We also assessed the effect of NCOA3 down-regulation on the growth of xenograft tumors in nude mice. As shown in Fig. 3a, compared with xenograft tumors derived from si-NC transfected cells, the ones derived from si-NCOA3 transfected cells grew more slowly. The volume and mean weight xenograft tumors derived from si-NCOA3 transfected cells was signifcantly smaller as compared with si-NC transfected ones (P = 0.003) (Fig. 3b). Tumor sections were stained for Ki-67 expression to assess the proliferation index. As shown in Fig. 3c, the percentage of Ki-67 positive cells of si-NCOA3 was signifcantly decreased. The data were presented as mean ± SEM. Statistically significant differences were indicated: *, P < 0.05; **, P < 0.01; ***, P < 0.001.

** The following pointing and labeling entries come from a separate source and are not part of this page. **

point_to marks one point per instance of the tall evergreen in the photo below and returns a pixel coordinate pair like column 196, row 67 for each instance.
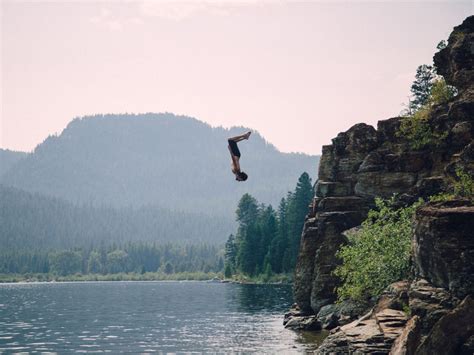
column 267, row 241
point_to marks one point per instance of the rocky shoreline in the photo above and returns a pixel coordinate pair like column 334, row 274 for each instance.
column 432, row 313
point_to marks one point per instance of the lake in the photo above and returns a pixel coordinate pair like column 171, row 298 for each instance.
column 146, row 317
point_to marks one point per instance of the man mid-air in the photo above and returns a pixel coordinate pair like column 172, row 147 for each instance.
column 235, row 155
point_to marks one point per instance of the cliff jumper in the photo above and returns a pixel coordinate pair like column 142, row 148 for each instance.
column 235, row 155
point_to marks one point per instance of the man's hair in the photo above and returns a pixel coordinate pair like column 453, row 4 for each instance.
column 242, row 176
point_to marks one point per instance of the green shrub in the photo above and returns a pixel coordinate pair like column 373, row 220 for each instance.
column 464, row 184
column 378, row 254
column 416, row 128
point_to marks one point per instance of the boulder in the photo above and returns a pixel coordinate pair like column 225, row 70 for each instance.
column 452, row 333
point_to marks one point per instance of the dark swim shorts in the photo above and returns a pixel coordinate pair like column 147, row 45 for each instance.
column 233, row 148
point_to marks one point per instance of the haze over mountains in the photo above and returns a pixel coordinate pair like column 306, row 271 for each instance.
column 124, row 167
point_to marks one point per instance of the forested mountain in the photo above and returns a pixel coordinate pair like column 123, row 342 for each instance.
column 31, row 221
column 8, row 158
column 174, row 162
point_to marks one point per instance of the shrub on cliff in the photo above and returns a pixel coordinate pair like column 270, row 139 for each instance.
column 416, row 127
column 377, row 254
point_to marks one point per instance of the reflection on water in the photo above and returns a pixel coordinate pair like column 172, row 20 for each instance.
column 143, row 317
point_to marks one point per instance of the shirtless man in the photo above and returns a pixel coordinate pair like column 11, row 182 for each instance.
column 235, row 155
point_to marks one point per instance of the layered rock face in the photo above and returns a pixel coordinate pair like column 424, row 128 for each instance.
column 364, row 163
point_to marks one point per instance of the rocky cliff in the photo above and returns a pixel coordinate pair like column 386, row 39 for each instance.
column 363, row 163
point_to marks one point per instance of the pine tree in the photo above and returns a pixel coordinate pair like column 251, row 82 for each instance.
column 297, row 211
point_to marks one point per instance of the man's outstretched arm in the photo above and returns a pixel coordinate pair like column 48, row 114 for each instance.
column 241, row 137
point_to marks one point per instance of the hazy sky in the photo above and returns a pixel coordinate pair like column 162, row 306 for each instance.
column 298, row 72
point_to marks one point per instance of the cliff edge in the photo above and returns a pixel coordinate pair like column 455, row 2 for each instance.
column 363, row 163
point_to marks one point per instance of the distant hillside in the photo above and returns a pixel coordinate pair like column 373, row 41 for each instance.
column 33, row 221
column 8, row 158
column 164, row 160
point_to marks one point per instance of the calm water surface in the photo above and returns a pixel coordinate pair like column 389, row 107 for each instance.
column 146, row 317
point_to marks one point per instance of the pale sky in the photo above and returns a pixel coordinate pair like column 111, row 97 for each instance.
column 298, row 72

NCOA3 down-regulation inhibits thyroid cancer cell migration and invasion
The effect of NCOA3 knockdown on thyroid cancer cell migration and invasion was also assesed. As shown in Fig. 4a and 4b, there was significantly smaller amount of migrated and invaded cells in the si-NCOA3-transfected cells than si-NC. To the opposite, As shown in Fig. 4c (left panel), we also found that ectopic expression of NCOA3 significantly promoted the ability of cell migration (the upper pannel) and invasion (the lower pannel). Quantitative analysis of colony numbers was shown in the right panel. The data were presented as mean ± SEM. Statistically significant differences were indicated: *, P < 0.05; **, P < 0.01; ***, P < 0.001.

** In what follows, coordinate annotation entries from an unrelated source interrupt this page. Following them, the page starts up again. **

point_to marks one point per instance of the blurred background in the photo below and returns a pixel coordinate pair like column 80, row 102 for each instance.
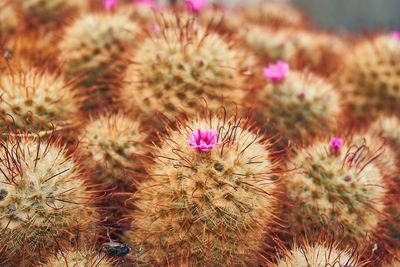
column 343, row 15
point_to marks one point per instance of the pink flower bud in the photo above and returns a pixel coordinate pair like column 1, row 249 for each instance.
column 336, row 144
column 203, row 140
column 195, row 5
column 155, row 28
column 277, row 71
column 148, row 3
column 396, row 35
column 109, row 4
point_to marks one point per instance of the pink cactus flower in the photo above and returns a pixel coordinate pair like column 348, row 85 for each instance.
column 203, row 140
column 109, row 4
column 277, row 71
column 396, row 35
column 149, row 3
column 196, row 5
column 336, row 144
column 155, row 28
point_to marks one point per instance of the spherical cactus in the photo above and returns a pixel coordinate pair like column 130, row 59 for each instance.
column 94, row 46
column 48, row 12
column 320, row 254
column 340, row 186
column 210, row 199
column 79, row 257
column 299, row 105
column 371, row 77
column 37, row 97
column 181, row 68
column 44, row 201
column 113, row 142
column 274, row 14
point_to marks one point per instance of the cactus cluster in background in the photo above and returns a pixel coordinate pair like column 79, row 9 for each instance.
column 180, row 67
column 371, row 76
column 140, row 133
column 40, row 98
column 45, row 201
column 299, row 105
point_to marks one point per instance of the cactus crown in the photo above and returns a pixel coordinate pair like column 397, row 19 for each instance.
column 338, row 186
column 299, row 105
column 208, row 206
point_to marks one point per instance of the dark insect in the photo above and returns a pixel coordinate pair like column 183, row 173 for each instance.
column 115, row 249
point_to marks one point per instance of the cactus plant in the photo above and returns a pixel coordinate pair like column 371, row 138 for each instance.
column 318, row 51
column 8, row 18
column 371, row 77
column 318, row 254
column 113, row 142
column 299, row 106
column 274, row 14
column 44, row 201
column 343, row 184
column 211, row 196
column 38, row 97
column 79, row 257
column 94, row 46
column 180, row 68
column 48, row 12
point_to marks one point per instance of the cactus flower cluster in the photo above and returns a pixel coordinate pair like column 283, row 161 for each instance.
column 189, row 133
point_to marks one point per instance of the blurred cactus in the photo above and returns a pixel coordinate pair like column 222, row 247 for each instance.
column 299, row 107
column 95, row 46
column 371, row 77
column 44, row 201
column 340, row 185
column 322, row 253
column 113, row 142
column 181, row 67
column 38, row 98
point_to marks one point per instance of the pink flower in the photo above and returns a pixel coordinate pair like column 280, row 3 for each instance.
column 396, row 35
column 109, row 4
column 336, row 144
column 277, row 71
column 149, row 3
column 155, row 28
column 196, row 5
column 203, row 140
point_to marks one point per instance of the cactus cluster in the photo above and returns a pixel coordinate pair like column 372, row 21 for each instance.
column 146, row 133
column 204, row 205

To explore the mechanism of the relationship between NCOA3 and metastatic phenotypes of thyroid cancer cells, we investigated the effect of NCOA3 on the marker of epithelial mesenchymal transition (EMT), which is critical during tumor metastasis including thyroid cancer[16]. Immunofluorescence (Fig. 5a) and western blot (Fig. 5b) assay indicated that knocking down NCOA3 in K1 and FTC133 cells substantially increased the expression of E-cadherin (a epithelial cell marker), and also reduced the expression of vimentin (a mesenchymal marker). These results indicated that the EMT process activated by NCOA3 may contribute to metastatic of thyroid cancer. Besides, we observed that NCOA3 knockdown signifcantly decreased the expression of β-catenin protein (Fig. 5a and b). β-catenin is a key component of the canonical Wnt signaling pathway, and its imbalance in structure can cause metastasis[17, 18]. These observation suggests the involvement of NCOA3 in the regulation of Wnt/β-catenin pathway, further contributing to thyroid cancer cell growth and metastasis.

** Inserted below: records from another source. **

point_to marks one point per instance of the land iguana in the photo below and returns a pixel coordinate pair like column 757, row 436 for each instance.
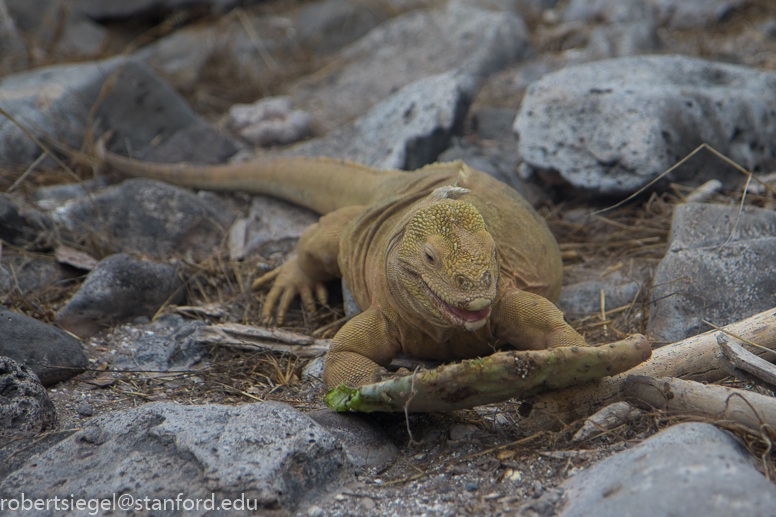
column 446, row 262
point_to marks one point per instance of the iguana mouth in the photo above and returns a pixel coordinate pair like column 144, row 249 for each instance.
column 461, row 316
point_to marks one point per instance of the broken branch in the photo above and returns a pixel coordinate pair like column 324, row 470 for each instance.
column 695, row 358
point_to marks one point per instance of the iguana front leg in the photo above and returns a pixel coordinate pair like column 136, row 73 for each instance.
column 360, row 351
column 528, row 321
column 305, row 272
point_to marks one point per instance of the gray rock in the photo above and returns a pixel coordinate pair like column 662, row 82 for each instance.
column 610, row 127
column 52, row 26
column 54, row 355
column 27, row 274
column 699, row 278
column 6, row 280
column 119, row 289
column 11, row 223
column 269, row 121
column 365, row 443
column 684, row 470
column 147, row 216
column 15, row 56
column 620, row 40
column 25, row 407
column 198, row 143
column 688, row 14
column 313, row 370
column 499, row 164
column 702, row 225
column 405, row 49
column 85, row 409
column 53, row 196
column 121, row 9
column 274, row 226
column 608, row 11
column 168, row 344
column 268, row 453
column 55, row 102
column 328, row 25
column 674, row 14
column 584, row 298
column 406, row 131
column 142, row 108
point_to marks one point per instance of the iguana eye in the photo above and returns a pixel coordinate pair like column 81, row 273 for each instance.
column 429, row 253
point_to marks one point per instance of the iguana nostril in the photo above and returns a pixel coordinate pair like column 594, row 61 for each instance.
column 486, row 279
column 462, row 282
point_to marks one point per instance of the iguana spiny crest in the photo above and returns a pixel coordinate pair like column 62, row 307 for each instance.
column 448, row 262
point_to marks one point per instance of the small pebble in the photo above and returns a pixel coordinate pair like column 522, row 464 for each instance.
column 85, row 409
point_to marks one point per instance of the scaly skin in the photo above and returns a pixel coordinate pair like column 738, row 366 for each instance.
column 446, row 262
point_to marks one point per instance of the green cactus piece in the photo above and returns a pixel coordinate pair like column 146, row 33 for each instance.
column 495, row 378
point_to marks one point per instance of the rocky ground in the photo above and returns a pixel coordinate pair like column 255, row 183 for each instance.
column 130, row 363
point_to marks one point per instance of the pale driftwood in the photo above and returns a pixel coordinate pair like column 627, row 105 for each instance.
column 252, row 338
column 605, row 419
column 737, row 359
column 718, row 402
column 696, row 358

NCOA3 modulates major signaling pathways in thyroid cancer
Thyroid cancer had a greater mutation burden of PI3K/AKT pathway effectors, BRAF and RAS, which were the predominant drivers for proliferation and distant metastases, especilly for PDTC and ATC[4]. ErbB receptors was demonstrated to form a positive feedback loop with MAPK pathways and lead to the activation of MAPK/ERK and PI3K/AKT pathways[19]. Previous study has demonstrated that ERK1/2 is responsible for Rb phosphorylation[20], which is critical for the regulation of mammalian cell cycle entry[21]. We thus want to determine whether oncogenic role of NCOA3 in thyroid cancer is associated with the activation of these pathways by western blot analysis. As shown in Fig. 6a-c, NCOA3 knockdown dramatically decreased the expression of ErbB receptors, phosphorylation of ERK (p-ERK), AKT (p-AKTS473 and p-AKTT308) and Rb (p-Rb) in K1 and FTC133 cell lines as compared with controls. Collectively, these findings suggest that NCOA3 functions as a critical oncogene in thyroid cancer through modulating major signaling pathways.